The derailment caused a release of vinyl chloride, a known human carcinogen used in the manufacturing of PVC, has reignited debates over railway safety regulations.
While senior officials in the Biden administration have blamed former President Donald Trump's deregulation efforts for the disaster, the head of the National Transportation Safety Board (NTSB) Jennifer Homendy has refuted those claims, calling them “misinformation.”
In the aftermath of the derailment, local and state authorities evacuated all residents within one mile of the incident and initiated a controlled burn of the industrial chemicals on the train to reduce the risk of an explosion.
Massive plumes of black smoke were visible throughout eastern Ohio and western Pennsylvania, raising concerns about the potential spread of toxicants in the surrounding areas.
Deputy White House Press Secretary Andrew Bates issued a statement accusing Republican lawmakers and the Trump administration of causing the disaster, stating that they “owe East Palestine an apology for selling them out to rail industry lobbyists,” the Daily Wire reported.
He also contended that Republican members of Congress “laid the groundwork for the Trump administration to tear up requirements for more effective train brakes.”
Transportation Secretary Pete Buttigieg, who visited the impacted Ohio community one day after former President Trump, echoed Bates' claims and suggested that the Biden administration has been constrained on rail safety due to a “braking rule withdrawn by the Trump administration in 2018 because of a law passed by Congress in 2015.”
Both officials were referring to a regulation that would have required some trains to upgrade their braking systems to electronically controlled pneumatic brakes, also known as ECP brakes.
However, NTSB Chair Jennifer Homendy, who leads the independent federal agency responsible for investigating the train disaster, has urged those who claim that the braking rule would have prevented the derailment to “stop spreading misinformation.”
According to Homendy, the rule would have only applied to “high hazard flammable trains,” whereas the vehicle that derailed in East Palestine was classified as a “mixed freight train” with too few hazardous cars to meet the threshold for the regulation.
Furthermore, she noted that the train would not have had ECP brakes “even if the rule had gone into effect.”
Despite the administration's rhetoric, federal officials have hesitated to implement braking rules, citing the high costs involved.

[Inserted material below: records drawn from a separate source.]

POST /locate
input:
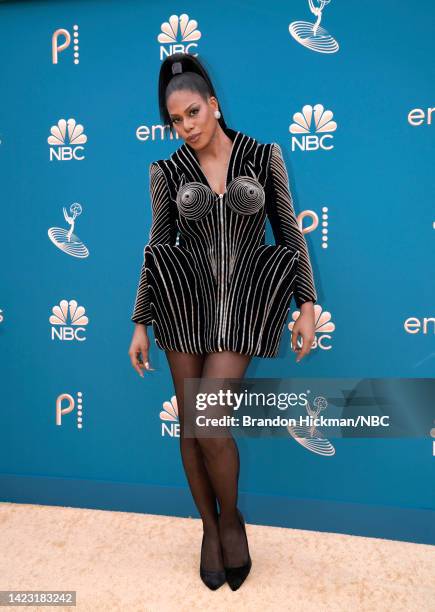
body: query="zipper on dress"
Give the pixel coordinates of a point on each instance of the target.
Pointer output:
(221, 299)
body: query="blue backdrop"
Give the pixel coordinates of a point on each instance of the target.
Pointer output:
(350, 105)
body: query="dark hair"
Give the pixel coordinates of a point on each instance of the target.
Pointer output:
(194, 77)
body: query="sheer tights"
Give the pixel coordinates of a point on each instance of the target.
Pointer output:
(212, 465)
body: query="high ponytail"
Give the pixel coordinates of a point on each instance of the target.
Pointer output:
(193, 77)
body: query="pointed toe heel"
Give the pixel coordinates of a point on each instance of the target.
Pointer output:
(213, 579)
(236, 576)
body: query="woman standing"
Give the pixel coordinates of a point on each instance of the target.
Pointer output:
(214, 292)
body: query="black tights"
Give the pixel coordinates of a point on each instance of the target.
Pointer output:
(212, 465)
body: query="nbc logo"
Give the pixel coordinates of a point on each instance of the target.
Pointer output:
(60, 140)
(59, 320)
(65, 403)
(323, 328)
(312, 35)
(312, 119)
(169, 418)
(180, 33)
(58, 47)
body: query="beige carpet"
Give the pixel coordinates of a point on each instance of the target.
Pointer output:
(127, 562)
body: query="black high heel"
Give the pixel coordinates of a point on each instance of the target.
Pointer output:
(237, 575)
(211, 578)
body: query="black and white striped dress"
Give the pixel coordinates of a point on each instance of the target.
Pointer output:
(208, 280)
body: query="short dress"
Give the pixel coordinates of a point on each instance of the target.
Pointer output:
(208, 280)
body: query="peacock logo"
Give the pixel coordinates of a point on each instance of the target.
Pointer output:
(180, 33)
(306, 126)
(66, 140)
(68, 320)
(169, 418)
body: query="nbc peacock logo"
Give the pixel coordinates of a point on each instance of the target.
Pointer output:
(312, 128)
(323, 328)
(169, 418)
(67, 140)
(178, 35)
(68, 321)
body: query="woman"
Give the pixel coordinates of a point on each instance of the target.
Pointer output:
(214, 292)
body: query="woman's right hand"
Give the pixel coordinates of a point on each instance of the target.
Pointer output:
(139, 347)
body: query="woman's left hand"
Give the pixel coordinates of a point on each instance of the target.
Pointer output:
(306, 327)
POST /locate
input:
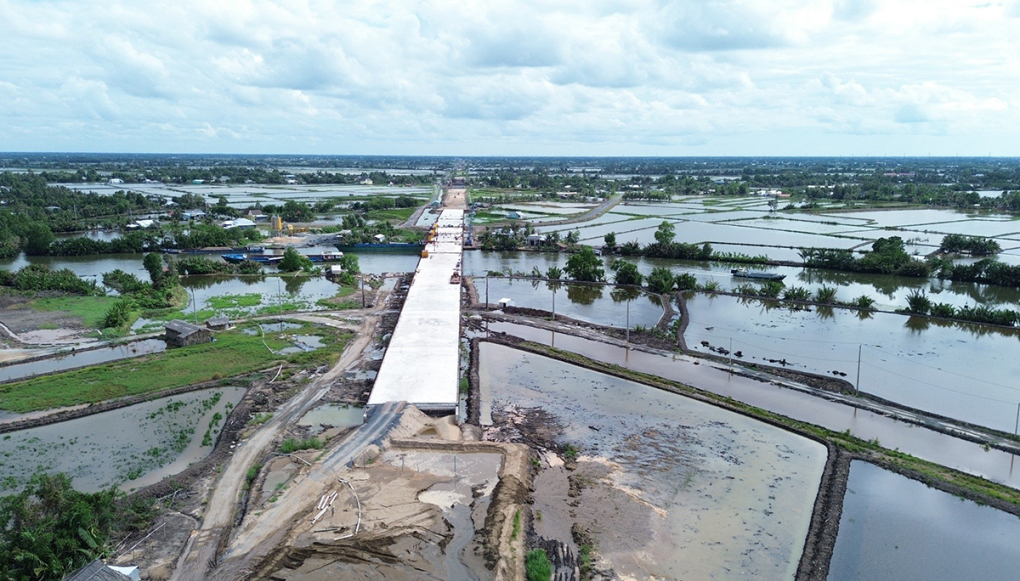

According to a report from the Washington Post, new standards would produce costs that significantly outweigh any accrued benefits.
The Daily Wire reported:
Even beyond the issue of establishing new braking system requirements, the number of train derailments has remained relatively unchanged from approximately 1,300 annual incidents over the past decade and even declined to 1,100 annual incidents in 2020 and 2021, two and three years after the braking regulations were nixed, according to data from the Bureau of Transportation Statistics.
Criticism has mounted against the Biden administration for a perceived lack of attention to the crisis.
As reported by Rebel News, Buttigieg did not publicly acknowledge the incident until February 13, more than a week after the derailment occurred, and only visited the site on February 23.
President Joe Biden has also come under fire for his failure to visit East Palestine. He made a trip to Ukraine on Monday to express solidarity with the nation's war effort against Russia.